One of Azoulay’s most impressive achievements is how the accrued momentum for the “onto-epistemological” concern of potential history pushes ever outward across the book’s seven chapters. Though she starts by considering tangible things and places—the looted object, the art museum, the archive—each chapter’s central concern grows increasingly amorphous. Later chapters turn to the discipline of history, sovereignty, human rights, and reparations. Azoulay connects it all methodically: the sustained looting of art objects cannot be dissociated from global migrant crisis; the archive, a technology that legitimizes a term like “refugee,” licenses life and death. Across some six-hundred pages, Azoulay accomplishes that rare thing wherein her call becomes more urgent and acutely resonant even as the contours and magnitude become less perceivable and more outsized.3 By the book’s end, she has thoroughly denaturalized the terms of political classification and made the claim for a worldly sovereignty beyond the nation-state.

A project of this scope is bound to face criticisms of parochialism or incompleteness. While Israel and Palestine remain a focal point, Azoulay frequently draws from the well of racial violence in the Postbellum South in the United States and elsewhere considers 1492, Algeria, and the U.S. occupation of West Germany. As for what is left out, she spends comparatively little time critiquing the university, at least relative to her consideration of art and the museum. For all her focus on imperial violence on the basis of state, racial, or sexual difference, issues of indigeneity and queerness as well as imperialism’s resonance in the regime of carceral capitalism are comparatively underdeveloped here. Potential History, however, does not aspire to be comprehensive. It instead outlines a project of ongoing unthinking to be continued in affiliation with those dispossessed of their art, access to the archive, and stake in a shared world. This is perhaps best on display in Azoulay’s idiosyncratic image interventions. For instance, when an archive put conditions on the publication of photographs, she opted instead to publish her sketches of them (Fig. 1). This intervention, one of many, embodies an attentive, deep listening that carries forth the book’s project through a disavowal archival authority.

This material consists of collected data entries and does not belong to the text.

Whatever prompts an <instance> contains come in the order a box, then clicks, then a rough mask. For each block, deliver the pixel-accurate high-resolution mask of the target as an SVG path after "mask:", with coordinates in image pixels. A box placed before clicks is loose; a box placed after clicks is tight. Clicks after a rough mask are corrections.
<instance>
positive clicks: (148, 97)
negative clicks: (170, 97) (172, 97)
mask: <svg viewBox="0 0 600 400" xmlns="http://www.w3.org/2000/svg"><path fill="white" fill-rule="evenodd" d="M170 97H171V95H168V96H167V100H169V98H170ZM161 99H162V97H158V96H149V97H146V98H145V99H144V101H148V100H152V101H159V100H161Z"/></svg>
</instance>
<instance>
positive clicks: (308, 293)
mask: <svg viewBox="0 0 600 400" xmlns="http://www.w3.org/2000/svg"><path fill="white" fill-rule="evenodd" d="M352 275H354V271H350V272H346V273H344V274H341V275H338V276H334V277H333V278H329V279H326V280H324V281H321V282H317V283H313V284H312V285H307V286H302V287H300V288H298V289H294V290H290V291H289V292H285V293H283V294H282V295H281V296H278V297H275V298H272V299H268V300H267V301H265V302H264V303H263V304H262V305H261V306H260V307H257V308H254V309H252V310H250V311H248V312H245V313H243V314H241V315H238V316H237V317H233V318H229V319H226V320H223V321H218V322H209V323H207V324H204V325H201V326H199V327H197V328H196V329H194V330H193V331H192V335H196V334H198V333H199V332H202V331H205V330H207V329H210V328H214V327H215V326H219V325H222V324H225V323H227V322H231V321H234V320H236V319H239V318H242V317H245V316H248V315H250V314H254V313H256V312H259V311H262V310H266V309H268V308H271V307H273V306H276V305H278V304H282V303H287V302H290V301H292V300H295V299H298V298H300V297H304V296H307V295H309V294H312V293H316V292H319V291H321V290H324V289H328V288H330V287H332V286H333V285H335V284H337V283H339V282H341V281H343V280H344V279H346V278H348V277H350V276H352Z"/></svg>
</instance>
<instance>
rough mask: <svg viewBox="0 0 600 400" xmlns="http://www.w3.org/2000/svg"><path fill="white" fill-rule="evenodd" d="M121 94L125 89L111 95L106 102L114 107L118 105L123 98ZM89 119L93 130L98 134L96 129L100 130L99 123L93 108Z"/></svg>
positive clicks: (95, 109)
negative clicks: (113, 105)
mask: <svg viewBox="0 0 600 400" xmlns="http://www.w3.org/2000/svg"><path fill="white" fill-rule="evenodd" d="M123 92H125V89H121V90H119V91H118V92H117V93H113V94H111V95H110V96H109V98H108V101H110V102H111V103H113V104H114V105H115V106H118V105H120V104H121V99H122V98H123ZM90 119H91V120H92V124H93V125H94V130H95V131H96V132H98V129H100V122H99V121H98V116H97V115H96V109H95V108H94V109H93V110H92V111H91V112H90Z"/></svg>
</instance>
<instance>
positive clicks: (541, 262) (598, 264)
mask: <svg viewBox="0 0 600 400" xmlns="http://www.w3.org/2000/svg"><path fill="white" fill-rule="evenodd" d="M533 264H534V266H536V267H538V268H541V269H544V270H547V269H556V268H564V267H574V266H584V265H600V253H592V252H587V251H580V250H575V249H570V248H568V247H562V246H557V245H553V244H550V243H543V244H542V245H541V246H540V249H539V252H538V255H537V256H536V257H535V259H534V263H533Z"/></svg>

Figure 1. Unshowable photograph, This is Not Repatriation but Deportation, Kfar Yona [original caption at the CICR “Repatriation of 1,200 Arab civilians 1949.”] Reproduced with permission from Verso Books.

Potential History was published in November 2019, amidst the ongoing efforts of Decolonize This Place but before a global pandemic that threw many museums into a state of existential crisis and a still-rising high water mark in the Black Lives Matter movement. Across modalities, increasingly common is the insistence on the fundamental insufficiency of a “return to normal” or mild-mannered reform. For her part, Azoulay offers brief chapter codas advocating for the transformative power of strike as a mode of refusal. Imagine, these sections ask, what going on strike would mean for museum workers, photographers, historians, and the governed until the world is repaired? The book closes by joining the chorus for reparations, something the author describes as a holding open of the imperial shutter. Though that gesture may eviscerate the photographic image, Azoulay contends there is something to be found in that flood of light.

  1. The author, who previously published as Ariella Azoulay, now publishes as Ariella Aïsha Azoulay. Her father did not pass his mother’s name down so the family could pass as French. Within the book’s project, the author’s decision to adopt her grandmother’s name can be understood as an unlearning of the elision of Arabic language and Algerian heritage from a personal and familial history. Aisha is also coincidentally the name of “the overt and covert interlocutor” of her previous book, Aisha al-Kurd. Ariella Azoulay, Civil Imagination: A Political Ontology of Photography, trans. Louise Bethlehem (Verso 2012), 1.
  2. Azoulay, Civil Imagination.
  3. Azoulay is not alone in suggesting that the migration of people and objects need to be understood conjunctively. See Heghnar Zeitilan Watenpaugh, The Missing Pages: The Modern Life of a Medieval Manuscript, from Genocide to Justice (Stanford University Press, 2019).